Tuition and fees combined can increase no more than 3.6 percent, board says

TOPEKA — The Kansas Board of Regents, in response to a legislative decision, sent university leaders back to the drawing board with orders to adjust tuition proposals on Wednesday.

Kansas University and its five fellow state universities were asked to tweak proposals so that tuition and fees combined would increase no more than 3.6 percent for the upcoming academic year.

The Board of Regents is expected to receive updated proposals and vote to approve them Thursday morning.

In an atypical move at the finale of the recent record-long session, the Kansas Legislature ordered tuition increases for fiscal year 2016 capped at inflation plus 2 percent, or a total of 3.6 percent.

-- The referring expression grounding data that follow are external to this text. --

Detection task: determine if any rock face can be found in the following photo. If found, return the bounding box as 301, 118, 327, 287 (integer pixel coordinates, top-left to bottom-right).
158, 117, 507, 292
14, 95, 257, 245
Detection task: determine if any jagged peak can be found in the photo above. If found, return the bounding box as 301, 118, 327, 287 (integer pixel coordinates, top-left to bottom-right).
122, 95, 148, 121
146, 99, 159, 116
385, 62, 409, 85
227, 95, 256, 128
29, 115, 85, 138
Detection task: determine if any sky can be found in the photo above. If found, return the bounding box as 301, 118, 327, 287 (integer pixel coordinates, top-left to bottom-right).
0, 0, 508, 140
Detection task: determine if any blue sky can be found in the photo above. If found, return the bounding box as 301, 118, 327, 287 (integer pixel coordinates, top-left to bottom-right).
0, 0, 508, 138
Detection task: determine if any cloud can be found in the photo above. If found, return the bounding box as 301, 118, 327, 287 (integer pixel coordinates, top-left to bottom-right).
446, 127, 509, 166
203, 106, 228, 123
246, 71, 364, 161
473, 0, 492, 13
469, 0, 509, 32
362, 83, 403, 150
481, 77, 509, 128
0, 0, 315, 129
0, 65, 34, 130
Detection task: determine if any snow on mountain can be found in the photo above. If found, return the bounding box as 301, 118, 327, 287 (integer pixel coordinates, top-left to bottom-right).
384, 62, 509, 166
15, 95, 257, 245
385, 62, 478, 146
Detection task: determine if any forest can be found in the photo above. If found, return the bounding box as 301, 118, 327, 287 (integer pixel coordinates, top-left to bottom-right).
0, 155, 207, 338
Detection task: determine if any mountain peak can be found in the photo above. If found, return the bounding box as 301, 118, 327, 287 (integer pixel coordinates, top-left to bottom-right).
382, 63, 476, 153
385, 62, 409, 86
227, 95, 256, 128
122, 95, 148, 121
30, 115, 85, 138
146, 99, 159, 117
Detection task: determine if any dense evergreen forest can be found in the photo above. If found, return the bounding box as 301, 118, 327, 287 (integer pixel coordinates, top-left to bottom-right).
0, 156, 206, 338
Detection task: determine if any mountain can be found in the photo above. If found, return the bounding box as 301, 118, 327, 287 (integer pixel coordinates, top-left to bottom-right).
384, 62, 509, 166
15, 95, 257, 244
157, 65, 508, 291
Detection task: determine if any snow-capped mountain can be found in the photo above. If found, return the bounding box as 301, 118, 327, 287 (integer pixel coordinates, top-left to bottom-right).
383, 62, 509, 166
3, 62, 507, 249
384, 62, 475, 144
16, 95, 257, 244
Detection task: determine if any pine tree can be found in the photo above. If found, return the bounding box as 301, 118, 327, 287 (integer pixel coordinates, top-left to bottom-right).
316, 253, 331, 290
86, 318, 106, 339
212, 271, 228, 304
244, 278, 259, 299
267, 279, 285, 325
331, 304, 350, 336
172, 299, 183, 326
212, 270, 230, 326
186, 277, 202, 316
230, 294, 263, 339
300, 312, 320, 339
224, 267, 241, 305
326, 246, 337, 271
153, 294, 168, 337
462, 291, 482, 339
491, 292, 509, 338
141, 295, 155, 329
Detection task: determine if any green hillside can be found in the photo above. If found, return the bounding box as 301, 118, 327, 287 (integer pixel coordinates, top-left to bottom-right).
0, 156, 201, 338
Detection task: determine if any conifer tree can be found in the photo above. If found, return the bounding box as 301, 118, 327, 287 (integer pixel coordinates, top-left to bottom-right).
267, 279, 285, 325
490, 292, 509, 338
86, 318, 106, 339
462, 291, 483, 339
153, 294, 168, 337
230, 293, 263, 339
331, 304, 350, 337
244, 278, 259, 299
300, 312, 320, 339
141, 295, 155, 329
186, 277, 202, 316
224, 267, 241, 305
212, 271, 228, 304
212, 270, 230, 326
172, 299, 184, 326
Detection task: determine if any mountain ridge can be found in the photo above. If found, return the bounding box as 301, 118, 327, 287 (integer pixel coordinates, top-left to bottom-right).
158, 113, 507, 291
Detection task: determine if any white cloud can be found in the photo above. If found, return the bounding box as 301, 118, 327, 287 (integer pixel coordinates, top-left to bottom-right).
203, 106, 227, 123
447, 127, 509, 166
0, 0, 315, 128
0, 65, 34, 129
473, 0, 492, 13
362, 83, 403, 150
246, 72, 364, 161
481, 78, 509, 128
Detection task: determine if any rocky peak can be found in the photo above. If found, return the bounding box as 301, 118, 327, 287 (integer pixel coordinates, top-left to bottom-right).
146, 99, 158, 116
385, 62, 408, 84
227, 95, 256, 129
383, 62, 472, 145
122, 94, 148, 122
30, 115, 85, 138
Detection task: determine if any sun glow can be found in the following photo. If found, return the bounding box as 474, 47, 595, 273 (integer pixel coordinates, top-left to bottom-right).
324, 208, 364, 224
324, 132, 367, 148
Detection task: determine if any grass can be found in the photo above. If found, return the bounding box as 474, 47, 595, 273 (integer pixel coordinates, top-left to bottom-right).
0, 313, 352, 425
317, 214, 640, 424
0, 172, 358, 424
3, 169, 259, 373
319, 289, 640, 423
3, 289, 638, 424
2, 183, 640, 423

On Wednesday morning, all six Regents universities released proposals to increase tuition for in-state undergraduate students by the maximum 3.6 percent.

Some universities compensated for revenue shortfalls by upping fees, boosting the total amount a student would pay to over 3.6 percent more than the previous year.

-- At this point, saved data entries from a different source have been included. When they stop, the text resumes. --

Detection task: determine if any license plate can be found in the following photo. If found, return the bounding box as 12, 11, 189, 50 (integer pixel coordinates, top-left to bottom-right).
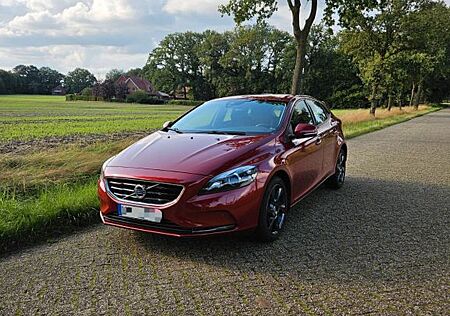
118, 204, 162, 223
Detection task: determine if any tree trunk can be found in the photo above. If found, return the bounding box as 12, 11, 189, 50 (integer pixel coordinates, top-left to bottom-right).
413, 82, 422, 110
387, 94, 393, 111
409, 82, 415, 107
370, 84, 378, 116
398, 93, 403, 111
288, 0, 317, 95
291, 39, 306, 95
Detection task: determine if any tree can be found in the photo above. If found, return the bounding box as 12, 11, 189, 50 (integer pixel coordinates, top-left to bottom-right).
38, 67, 64, 94
126, 68, 143, 77
402, 1, 450, 106
0, 70, 20, 94
302, 25, 365, 108
145, 32, 207, 99
64, 68, 97, 94
12, 65, 41, 94
197, 30, 231, 97
105, 69, 124, 82
219, 0, 317, 95
325, 0, 425, 115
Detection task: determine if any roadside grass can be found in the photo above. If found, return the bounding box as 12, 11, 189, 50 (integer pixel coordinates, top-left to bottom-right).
0, 180, 99, 250
337, 106, 437, 138
0, 95, 439, 251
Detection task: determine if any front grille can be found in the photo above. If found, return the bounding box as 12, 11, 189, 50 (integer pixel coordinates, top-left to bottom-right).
106, 178, 183, 206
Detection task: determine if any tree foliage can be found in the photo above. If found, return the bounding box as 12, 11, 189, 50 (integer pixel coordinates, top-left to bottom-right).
220, 0, 318, 94
324, 0, 449, 113
105, 69, 125, 82
64, 68, 97, 94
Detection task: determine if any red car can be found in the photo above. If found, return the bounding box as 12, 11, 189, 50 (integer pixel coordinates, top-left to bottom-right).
98, 94, 346, 241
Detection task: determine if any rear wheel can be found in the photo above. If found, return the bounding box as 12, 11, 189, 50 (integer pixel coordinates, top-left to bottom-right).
327, 148, 346, 189
255, 177, 289, 242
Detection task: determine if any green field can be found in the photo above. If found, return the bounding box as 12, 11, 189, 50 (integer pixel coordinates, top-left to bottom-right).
0, 95, 190, 141
0, 95, 437, 250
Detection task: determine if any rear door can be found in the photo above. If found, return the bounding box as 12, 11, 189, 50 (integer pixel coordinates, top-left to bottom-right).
305, 99, 337, 177
284, 100, 324, 201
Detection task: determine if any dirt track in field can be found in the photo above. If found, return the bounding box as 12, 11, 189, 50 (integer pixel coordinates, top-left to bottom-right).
0, 109, 449, 315
0, 131, 151, 154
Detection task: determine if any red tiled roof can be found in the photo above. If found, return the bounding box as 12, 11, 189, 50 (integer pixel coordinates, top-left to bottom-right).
116, 75, 154, 93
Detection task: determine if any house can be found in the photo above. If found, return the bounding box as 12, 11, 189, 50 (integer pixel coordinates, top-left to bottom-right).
52, 85, 67, 95
115, 75, 155, 95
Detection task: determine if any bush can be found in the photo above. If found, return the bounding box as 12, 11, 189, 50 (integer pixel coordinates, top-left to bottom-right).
66, 91, 166, 104
126, 91, 167, 104
126, 90, 149, 103
328, 86, 369, 109
168, 99, 204, 106
65, 95, 100, 102
81, 87, 93, 96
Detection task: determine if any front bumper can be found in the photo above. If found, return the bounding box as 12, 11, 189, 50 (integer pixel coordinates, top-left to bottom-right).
98, 167, 264, 237
100, 212, 236, 237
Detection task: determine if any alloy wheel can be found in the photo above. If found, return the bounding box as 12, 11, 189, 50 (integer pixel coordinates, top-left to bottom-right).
266, 184, 287, 235
336, 151, 346, 184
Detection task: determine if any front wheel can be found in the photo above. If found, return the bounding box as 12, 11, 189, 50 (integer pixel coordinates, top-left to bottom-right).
255, 177, 289, 242
327, 148, 346, 189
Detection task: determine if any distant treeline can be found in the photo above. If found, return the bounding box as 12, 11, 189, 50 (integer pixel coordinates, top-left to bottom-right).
0, 66, 98, 95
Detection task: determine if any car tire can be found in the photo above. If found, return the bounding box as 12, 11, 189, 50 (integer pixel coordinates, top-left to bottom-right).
255, 177, 289, 242
327, 148, 346, 189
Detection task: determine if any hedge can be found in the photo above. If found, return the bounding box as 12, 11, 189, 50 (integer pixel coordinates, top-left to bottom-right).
66, 94, 102, 102
168, 100, 204, 106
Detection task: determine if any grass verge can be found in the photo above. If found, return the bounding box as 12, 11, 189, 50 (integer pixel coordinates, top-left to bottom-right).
341, 106, 438, 139
0, 180, 99, 252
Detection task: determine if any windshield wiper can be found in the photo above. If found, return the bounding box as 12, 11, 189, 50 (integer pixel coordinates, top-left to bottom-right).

KU’s initial proposal — for one — priced standard tuition and fees at $5,092 per semester, an increase of $238 or 4.9 percent from last year.

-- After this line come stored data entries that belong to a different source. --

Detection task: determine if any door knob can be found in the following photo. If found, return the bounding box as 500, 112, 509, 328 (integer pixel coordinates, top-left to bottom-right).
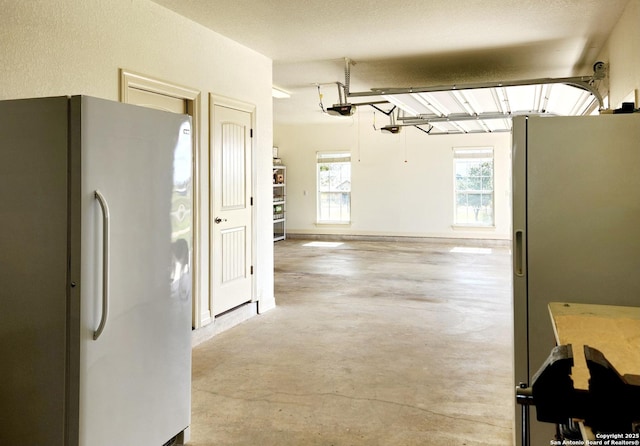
214, 217, 227, 224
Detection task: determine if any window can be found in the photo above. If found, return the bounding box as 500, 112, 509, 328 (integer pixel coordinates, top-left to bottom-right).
453, 147, 494, 226
317, 152, 351, 223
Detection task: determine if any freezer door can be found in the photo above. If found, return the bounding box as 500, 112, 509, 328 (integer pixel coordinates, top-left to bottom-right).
70, 96, 192, 446
514, 114, 640, 446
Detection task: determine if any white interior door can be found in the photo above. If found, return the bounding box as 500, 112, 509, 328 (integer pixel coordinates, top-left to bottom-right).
211, 104, 253, 315
121, 78, 203, 328
125, 87, 187, 114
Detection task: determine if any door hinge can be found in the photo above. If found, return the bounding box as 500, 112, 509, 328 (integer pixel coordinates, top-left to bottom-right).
250, 266, 254, 275
250, 128, 254, 138
250, 196, 254, 206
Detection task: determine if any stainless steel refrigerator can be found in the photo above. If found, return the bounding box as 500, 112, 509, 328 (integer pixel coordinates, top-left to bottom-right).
0, 96, 193, 445
512, 113, 640, 445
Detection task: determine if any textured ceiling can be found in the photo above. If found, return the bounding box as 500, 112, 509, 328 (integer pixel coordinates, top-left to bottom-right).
151, 0, 630, 124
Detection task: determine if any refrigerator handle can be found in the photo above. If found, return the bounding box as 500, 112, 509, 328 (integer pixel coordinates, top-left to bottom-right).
515, 229, 525, 277
94, 190, 110, 340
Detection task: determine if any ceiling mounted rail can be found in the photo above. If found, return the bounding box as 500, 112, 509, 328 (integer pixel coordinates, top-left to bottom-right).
398, 110, 539, 124
343, 59, 607, 111
317, 58, 608, 134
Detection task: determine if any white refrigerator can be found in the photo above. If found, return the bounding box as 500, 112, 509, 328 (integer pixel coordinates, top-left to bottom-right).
0, 96, 192, 445
512, 114, 640, 445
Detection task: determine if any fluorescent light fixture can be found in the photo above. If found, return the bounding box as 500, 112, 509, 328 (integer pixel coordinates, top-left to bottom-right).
272, 86, 291, 99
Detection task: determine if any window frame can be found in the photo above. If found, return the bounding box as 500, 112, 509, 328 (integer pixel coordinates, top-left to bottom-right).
452, 147, 495, 228
316, 151, 352, 224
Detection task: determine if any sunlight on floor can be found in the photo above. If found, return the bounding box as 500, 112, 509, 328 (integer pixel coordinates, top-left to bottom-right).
303, 241, 344, 248
450, 246, 493, 254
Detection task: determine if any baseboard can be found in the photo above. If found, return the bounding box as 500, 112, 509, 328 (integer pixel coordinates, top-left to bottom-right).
285, 233, 510, 248
191, 301, 258, 347
257, 297, 276, 314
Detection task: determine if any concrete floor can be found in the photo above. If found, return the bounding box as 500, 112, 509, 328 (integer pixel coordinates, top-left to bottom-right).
189, 239, 514, 445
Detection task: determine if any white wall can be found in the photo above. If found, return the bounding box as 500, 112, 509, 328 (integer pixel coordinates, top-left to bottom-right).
275, 109, 512, 240
599, 0, 640, 108
275, 0, 640, 243
0, 0, 275, 327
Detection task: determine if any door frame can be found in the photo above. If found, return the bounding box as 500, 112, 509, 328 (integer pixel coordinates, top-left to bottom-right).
209, 93, 257, 314
119, 69, 203, 328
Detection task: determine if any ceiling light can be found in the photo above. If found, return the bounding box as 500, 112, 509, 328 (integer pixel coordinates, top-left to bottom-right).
272, 87, 290, 99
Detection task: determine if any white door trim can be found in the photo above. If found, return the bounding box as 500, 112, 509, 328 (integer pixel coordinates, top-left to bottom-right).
209, 94, 257, 314
119, 69, 204, 328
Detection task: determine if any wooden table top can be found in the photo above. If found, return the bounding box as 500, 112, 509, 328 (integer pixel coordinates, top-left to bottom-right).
548, 302, 640, 391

However, Board of Regents members said the 3.6 percent cap should include both tuition and fees because that’s what the Legislature intended, in the letter of the law and in the spirit.

“I think we would be making a mistake for it to even appear that we’re attempting to circumvent that,” Regent Fred Logan said.

Several university presidents expressed frustration at the Legislature’s cap.

In recent years, nearly all the schools increased tuition by significantly more than 3.6 percent, according to numbers provided by the Board of Regents.

At KU tuition went up 4.9 percent in 2014-15, 5 percent in 2013-14, 5.1 percent in 2012-13, 6.2 percent in 2011-12 and 9.2 percent in 2010-11.

Regent Shane Bangerter said he understood the schools leaders’ “consternation.”

“While it is not easy and it certainly is not something we would have chosen, we feel it necessary to stick with the 3.6 percent cap,” Bangerter said. “It’s somewhat with a bit of heaviness that I make that recommendation.”

KU Chancellor Bernadette Gray-Little said KU will continue to offer a “compact” tuition rate to incoming freshmen.

Freshmen who choose the slightly more expensive — at least initially — compact rate instead of the standard tuition option get their price locked in for four years, even as standard tuition goes up annually.

“It’s set at a slightly higher rate than they originally would have been paying,” Gray-Little said. “But by the time they finish, it will be a slightly lower rate.”